In “The Tale of the Enchanted King,” while traveling to solve the mystery of four fish, a king comes upon a handsome young man seated behind a curtain in a room in a palace. The young man is human from his navel to his head but black stone from his navel to his feet. The king feels sad and sorry for the young man. The king praises god and begs the young man to tell his story. The young man shares his history with the king, who becomes an active participant in the man’s tale. A witch breaks the spell and frees the enchanted man from the bondage of his stony body. The man accompanies the king back to his city and marries one of the fisherman’s fair daughters. Telling his story saves the young man. Not only were the king’s ears, eyes, and mind ready, so was his kind heart. 

The Danger of Rage, Jealousy, Greed, and Pride

It happened that King Yunan had a vizier who was sinister, greedy, envious, and fretful, and when he saw that the sage had found favor with the king . . . he feared that the king would dismiss him and appoint the sage in his place; therefore, he envied the sage and harbored ill will against him, for ‘nobody is free from envy.’

In “The Tale of King Yunan and the Sage Duran,” an envious vizier turns his king against a benevolent sage whom the king has favored. The vizier accuses the sage of intending to destroy the king’s power, steal his wealth, and do him great harm.
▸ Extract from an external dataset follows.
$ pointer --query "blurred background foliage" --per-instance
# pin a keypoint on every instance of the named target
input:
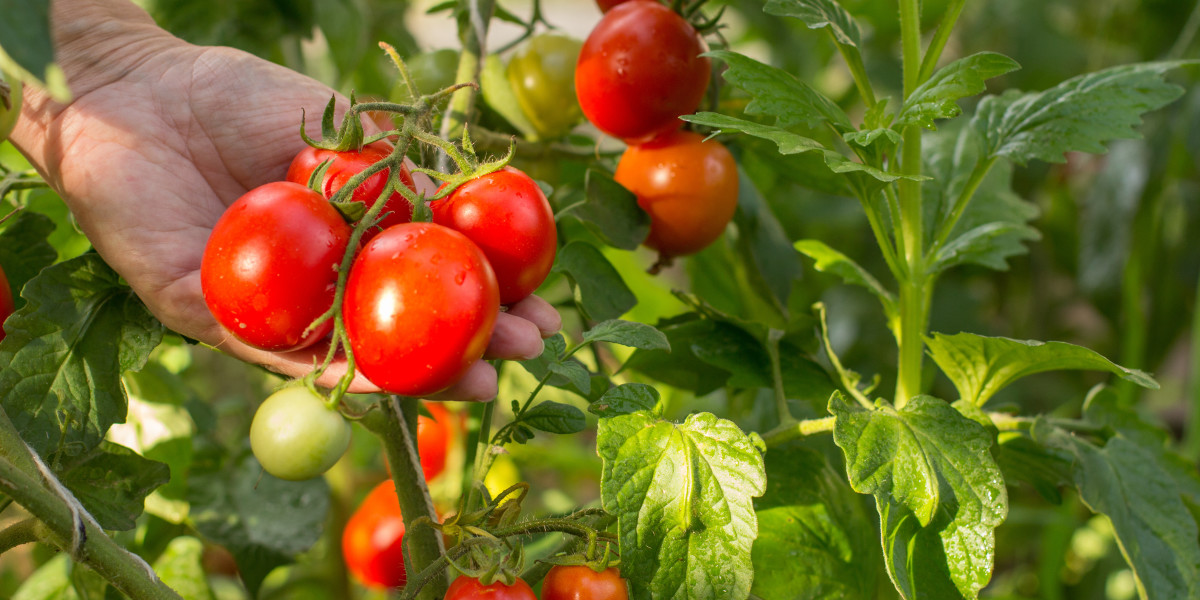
(1115, 270)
However, the king does not believe his vizier and proceeds to tell him a story about a jealous man who kills a parrot who has told him that his wife is cheating. The man doubts the parrot’s story, but when he learns the parrot told the truth, the man regrets killing the bird. The king tells his vizier that he does not want to live to regret killing the sage. In a complicated turn of events, the king does die, and so does the sage, tainted by the words of his envious vizier. 

O demon, consider the mercy of the envied on the envious, who had envied him from the beginning, borne him great malice, pursued him, followed him, and thrown him into the well to kill him. Yet the envied did not respond in kind, but instead of punishing the envious, he forgave him and treated him magnanimously.

In this instance, in “The Tale of the Envious and the Envied,” the lesson about the dangers of envy is reversed. Instead of repaying envy with punishment, the man who is the subject of the envy repays the envier with kindness. He tells this story to convince the demon not to kill him, and the story works. Instead of killing the man, the demon turns him into an ape. Repaying evil with kindness is an anomaly in The Arabian Nights, but in this case, it serves as a cautionary tale that saves the storyteller’s life. Later, the ape is transformed back into human form, so the man’s life is truly saved after all.

The tailor cried out, ‘All of this comes of your pride, you dirty pimp. By God, if it was within my power, I would have you beaten a hundred times and paraded throughout the city.’

In “The Tale of the Fifth Brother,” the barber’s fifth brother is a poor man who inherits a bit of money when his father dies. He spends it on a collection of glass that he hopes to sell at a profit so he can then buy more and more glass to sell until he is rich. The fifth brother plans to buy jewels, perfumes, a fine house, slaves, and horses, and he hopes to eat, drink, and carouse with everyone in the city. Once rich, he will hire a broker to find him a wife who is the daughter of a vizier. On his wedding night, he will reject her again and again until she feels humiliated and learns that he is her master. As the fifth brother imagines all of this, he imagines kicking his wife and kicks his meager basket of glass instead, breaking it all. His pompous pride and greed have undone him, and he is left a poor man again.